After I had refused Jim twice he met Bella at a camp in the Adirondacks

and when he came back he came at once to see me. He seemed to think I

would be sorry to lose him, and he blundered over the telling for twenty

minutes. Of course, no woman likes to lose a lover, no matter what she

may say about it, but Jim had been getting on my nerves for some time,

and I was much calmer than he expected me to be.

"If you mean," I said finally in desperation, "that you and Bella

are--are in love, why don't you say so, Jim? I think you will find that

I stand it wonderfully."

He brightened perceptibly.

"I didn't know how you would take it, Kit," he said, "and I hope we will

always be bully friends. You are absolutely sure you don't care a whoop

for me?"

"Absolutely," I replied, and we shook hands on it. Then he began about

Bella; it was very tiresome.

Bella is a nice girl, but I had roomed with her at school, and I was

under no illusions. When Jim raved about Bella and her banjo, and Bella

and her guitar, I had painful moments when I recalled Bella, learning

her two songs on each instrument, and the old English ballad she had

learned to play on the harp. When he said she was too good for him, I

never batted an eye. And I shook hands solemnly across the tea-table

again, and wished him happiness--which was sincere enough, but

hopeless--and said we had only been playing a game, but that it was time

to stop playing. Jim kissed my hand, and it was really very touching.

We had been the best of friends ever since. Two days before the wedding

he came around from his tailor's, and we burned all his letters to me.

He would read one and say: "Here's a crackerjack, Kit," and pass it

to me. And after I had read it we would lay it on the firelog, and Jim

would say, "I am not worthy of her, Kit. I wonder if I can make her

happy?" Or--"Did you know that the Duke of Belford proposed to her in

London last winter?"

Of course, one has to take the woman's word about a thing like that, but

the Duke of Belford had been mad about Maude Richard all that winter.

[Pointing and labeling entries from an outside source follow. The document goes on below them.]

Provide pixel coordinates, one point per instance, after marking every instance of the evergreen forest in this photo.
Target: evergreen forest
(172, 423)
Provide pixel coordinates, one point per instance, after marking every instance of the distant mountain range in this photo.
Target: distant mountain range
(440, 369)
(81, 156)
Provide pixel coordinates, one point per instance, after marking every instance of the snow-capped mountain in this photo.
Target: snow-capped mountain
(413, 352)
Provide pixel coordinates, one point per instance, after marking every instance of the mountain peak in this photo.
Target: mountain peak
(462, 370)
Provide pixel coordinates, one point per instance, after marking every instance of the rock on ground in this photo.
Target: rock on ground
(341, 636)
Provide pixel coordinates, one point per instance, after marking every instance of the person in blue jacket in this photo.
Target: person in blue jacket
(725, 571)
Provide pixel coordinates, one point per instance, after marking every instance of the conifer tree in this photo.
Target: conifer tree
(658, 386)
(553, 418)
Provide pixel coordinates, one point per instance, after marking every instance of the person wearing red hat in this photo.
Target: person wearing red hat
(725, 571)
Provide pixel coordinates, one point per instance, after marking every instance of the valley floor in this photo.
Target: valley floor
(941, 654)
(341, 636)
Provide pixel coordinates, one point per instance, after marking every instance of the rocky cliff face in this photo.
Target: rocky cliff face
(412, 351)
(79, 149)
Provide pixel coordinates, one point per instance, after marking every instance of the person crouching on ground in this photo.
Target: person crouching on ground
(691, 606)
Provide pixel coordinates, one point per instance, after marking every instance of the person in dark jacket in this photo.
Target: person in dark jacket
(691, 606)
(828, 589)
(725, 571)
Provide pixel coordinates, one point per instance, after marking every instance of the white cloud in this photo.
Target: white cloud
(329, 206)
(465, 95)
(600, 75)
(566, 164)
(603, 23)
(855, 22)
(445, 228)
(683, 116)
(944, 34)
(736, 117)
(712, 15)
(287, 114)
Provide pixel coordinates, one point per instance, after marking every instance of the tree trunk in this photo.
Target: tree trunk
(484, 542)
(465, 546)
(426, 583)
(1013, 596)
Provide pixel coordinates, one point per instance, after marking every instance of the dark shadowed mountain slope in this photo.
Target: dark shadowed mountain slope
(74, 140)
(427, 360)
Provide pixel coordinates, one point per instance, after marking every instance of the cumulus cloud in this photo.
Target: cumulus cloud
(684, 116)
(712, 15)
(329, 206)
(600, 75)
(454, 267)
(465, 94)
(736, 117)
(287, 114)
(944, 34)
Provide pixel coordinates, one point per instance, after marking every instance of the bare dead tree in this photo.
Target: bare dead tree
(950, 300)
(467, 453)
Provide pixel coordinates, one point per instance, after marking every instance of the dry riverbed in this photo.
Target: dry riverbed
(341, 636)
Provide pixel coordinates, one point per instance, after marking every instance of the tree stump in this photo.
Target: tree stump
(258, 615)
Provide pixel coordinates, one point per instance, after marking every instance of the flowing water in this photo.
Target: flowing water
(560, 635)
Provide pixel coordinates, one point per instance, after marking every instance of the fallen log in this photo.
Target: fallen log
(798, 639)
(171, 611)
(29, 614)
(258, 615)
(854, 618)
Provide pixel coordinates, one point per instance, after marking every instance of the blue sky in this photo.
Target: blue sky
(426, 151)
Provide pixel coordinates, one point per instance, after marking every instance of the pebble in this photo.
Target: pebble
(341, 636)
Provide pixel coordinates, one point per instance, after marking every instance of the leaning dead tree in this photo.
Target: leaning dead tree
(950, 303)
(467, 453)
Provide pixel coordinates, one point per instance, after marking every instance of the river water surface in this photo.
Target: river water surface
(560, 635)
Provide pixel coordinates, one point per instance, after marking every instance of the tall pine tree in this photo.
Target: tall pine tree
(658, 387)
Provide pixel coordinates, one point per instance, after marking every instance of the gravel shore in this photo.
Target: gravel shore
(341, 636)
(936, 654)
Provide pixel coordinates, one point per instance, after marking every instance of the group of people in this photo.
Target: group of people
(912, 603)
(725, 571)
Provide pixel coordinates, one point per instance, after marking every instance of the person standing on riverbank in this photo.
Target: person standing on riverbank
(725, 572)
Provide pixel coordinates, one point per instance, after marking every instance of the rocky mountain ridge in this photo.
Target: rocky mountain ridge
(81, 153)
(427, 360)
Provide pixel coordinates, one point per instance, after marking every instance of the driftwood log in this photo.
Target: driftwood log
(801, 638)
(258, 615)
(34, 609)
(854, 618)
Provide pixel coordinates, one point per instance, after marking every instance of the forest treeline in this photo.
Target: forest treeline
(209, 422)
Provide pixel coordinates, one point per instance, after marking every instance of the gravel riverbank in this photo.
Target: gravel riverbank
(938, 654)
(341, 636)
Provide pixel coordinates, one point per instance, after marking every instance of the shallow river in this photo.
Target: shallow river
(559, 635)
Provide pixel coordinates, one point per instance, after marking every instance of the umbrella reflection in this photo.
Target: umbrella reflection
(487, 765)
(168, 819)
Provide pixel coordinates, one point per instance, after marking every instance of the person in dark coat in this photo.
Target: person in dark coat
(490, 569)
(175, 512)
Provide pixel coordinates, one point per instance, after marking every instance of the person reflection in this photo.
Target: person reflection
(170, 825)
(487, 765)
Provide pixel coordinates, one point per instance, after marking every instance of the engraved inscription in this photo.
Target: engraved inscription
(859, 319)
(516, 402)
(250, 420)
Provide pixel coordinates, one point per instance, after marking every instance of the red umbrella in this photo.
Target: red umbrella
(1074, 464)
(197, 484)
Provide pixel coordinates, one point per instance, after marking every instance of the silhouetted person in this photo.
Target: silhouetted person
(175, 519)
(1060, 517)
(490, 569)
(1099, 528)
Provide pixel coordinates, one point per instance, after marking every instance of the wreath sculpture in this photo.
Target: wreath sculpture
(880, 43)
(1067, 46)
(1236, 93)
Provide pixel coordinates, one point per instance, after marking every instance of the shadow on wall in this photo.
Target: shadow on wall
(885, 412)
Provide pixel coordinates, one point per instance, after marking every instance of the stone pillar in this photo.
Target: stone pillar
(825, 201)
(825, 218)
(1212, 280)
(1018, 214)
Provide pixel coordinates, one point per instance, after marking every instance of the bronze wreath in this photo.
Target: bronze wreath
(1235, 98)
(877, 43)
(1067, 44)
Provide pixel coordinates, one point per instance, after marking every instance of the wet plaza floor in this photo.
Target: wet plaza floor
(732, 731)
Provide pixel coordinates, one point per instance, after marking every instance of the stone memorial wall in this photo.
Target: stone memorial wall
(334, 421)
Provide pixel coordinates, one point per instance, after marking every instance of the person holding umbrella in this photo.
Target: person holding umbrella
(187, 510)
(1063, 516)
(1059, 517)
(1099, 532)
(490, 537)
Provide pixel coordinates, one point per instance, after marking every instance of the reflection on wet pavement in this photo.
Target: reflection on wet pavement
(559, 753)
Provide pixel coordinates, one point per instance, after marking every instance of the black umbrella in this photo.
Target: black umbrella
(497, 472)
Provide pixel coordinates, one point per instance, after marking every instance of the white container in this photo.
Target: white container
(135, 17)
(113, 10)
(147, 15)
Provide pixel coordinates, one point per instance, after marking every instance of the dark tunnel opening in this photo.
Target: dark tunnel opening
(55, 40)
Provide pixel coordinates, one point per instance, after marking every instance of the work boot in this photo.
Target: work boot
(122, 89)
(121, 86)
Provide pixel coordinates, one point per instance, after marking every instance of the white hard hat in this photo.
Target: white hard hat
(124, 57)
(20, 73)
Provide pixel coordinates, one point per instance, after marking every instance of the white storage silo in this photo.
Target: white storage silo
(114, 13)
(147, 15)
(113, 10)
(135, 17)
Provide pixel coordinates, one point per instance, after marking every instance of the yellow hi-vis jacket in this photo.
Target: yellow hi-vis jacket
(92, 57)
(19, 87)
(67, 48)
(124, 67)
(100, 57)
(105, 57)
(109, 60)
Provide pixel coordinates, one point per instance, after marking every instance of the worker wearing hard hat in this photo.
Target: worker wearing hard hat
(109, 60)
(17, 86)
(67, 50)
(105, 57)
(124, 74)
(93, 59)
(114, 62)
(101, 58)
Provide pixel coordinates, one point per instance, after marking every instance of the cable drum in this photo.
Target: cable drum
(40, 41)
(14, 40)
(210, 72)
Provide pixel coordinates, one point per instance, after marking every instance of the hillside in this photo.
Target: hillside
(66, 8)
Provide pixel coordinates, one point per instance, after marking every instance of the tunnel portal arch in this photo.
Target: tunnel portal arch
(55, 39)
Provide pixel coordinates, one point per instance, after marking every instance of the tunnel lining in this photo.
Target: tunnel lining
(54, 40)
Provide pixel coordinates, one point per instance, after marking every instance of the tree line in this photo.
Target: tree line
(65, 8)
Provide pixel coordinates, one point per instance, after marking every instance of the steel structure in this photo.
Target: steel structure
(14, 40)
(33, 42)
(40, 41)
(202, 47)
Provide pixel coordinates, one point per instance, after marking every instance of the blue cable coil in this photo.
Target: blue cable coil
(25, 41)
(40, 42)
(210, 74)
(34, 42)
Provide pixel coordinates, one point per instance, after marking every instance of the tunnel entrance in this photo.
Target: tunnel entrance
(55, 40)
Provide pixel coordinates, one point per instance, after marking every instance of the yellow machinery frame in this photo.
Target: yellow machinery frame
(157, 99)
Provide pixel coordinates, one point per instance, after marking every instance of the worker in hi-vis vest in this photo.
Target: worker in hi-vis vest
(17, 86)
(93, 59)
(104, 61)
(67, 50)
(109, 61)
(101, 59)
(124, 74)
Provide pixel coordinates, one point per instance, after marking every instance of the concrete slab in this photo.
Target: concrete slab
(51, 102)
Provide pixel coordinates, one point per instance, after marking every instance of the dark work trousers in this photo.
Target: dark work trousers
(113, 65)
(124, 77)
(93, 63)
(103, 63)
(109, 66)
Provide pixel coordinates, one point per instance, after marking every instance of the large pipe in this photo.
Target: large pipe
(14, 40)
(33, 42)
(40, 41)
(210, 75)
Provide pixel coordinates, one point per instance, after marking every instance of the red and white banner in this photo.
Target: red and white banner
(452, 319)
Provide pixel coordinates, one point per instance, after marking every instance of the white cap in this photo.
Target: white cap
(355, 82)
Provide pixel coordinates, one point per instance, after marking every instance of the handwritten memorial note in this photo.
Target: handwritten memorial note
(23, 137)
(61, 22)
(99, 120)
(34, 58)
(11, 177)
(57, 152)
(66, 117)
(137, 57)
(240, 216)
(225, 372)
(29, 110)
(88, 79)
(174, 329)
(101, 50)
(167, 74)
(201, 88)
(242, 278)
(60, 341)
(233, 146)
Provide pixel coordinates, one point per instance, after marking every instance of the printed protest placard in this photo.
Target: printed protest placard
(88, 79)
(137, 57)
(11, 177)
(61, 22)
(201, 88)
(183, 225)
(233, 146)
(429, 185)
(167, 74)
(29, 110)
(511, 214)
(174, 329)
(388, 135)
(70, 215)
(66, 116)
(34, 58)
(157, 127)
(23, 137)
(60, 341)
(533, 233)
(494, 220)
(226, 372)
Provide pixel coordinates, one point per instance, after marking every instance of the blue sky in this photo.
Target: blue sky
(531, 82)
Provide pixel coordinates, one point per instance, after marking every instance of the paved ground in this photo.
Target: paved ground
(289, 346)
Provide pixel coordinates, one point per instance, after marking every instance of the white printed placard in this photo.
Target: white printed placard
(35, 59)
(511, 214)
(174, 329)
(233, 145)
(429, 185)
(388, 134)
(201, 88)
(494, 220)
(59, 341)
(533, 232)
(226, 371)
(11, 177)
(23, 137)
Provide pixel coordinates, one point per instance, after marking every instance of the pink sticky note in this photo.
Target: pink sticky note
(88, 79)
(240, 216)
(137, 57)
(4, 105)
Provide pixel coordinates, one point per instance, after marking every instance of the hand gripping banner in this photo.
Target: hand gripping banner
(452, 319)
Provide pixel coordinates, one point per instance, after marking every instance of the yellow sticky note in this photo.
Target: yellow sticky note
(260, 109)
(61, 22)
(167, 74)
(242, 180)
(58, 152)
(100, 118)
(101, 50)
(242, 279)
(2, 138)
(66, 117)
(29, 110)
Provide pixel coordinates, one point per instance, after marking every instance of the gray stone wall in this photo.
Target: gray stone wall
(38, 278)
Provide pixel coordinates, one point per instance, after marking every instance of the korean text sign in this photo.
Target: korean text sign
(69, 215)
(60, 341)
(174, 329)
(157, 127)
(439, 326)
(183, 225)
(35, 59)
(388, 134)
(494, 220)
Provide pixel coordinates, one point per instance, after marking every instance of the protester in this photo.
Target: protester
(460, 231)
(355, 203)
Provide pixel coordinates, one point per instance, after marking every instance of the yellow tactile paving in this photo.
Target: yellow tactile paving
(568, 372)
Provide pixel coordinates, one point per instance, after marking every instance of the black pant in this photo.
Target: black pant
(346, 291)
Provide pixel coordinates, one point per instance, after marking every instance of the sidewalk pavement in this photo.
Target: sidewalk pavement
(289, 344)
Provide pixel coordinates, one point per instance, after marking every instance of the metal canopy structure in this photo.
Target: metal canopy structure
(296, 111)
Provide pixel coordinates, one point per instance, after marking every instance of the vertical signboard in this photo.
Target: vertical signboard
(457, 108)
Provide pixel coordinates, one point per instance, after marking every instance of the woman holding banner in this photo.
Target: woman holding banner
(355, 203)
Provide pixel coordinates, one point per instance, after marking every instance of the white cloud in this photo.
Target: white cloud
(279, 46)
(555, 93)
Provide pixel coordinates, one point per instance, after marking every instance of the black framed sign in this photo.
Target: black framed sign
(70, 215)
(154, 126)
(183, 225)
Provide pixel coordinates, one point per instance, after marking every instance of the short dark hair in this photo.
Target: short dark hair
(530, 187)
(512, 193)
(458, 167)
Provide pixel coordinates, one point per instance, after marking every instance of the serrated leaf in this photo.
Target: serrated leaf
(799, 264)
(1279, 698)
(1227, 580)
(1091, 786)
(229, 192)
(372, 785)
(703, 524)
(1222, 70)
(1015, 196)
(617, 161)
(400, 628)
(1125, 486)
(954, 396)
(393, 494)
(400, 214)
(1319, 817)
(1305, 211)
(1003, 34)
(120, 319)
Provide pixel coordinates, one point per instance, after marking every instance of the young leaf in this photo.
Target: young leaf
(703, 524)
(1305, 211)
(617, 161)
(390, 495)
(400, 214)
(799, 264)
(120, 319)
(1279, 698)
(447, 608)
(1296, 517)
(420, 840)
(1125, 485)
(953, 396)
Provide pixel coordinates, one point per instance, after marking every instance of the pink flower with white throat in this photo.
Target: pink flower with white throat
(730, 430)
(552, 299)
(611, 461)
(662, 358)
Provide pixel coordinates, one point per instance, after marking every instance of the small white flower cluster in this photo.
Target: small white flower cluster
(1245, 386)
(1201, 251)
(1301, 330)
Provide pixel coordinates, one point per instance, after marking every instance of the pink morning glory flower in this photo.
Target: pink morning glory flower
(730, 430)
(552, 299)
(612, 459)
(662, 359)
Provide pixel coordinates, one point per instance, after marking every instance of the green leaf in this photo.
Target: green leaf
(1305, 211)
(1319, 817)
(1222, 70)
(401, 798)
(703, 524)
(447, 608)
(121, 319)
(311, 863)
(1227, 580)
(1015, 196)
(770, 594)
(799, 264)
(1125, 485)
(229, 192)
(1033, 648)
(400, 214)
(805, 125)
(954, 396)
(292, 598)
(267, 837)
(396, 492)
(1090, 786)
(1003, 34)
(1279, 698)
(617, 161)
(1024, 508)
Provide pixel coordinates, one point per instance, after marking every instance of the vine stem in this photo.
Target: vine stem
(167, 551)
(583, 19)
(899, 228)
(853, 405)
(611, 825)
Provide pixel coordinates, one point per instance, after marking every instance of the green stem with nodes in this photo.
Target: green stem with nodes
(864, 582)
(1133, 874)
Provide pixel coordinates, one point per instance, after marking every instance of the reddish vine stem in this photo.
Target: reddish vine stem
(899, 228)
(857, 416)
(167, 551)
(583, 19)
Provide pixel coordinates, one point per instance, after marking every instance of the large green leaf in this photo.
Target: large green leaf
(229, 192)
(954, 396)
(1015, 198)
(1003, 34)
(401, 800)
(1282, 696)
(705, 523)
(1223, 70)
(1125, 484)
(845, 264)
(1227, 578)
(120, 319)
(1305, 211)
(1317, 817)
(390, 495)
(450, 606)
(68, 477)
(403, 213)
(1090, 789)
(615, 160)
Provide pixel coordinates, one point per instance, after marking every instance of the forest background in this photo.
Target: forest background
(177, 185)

You can see that the burning of the letters, which was meant to be

reminiscently sentimental, a sort of how-silly-we-were-but-it-is

all-over-now occasion, became actually a two hours' eulogy of Bella. And

just when I was bored to death, the Mercer girls dropped in and heard

Jim begin to read one commencing "dearest Kit." And the next day after

the rehearsal dinner, they told Bella!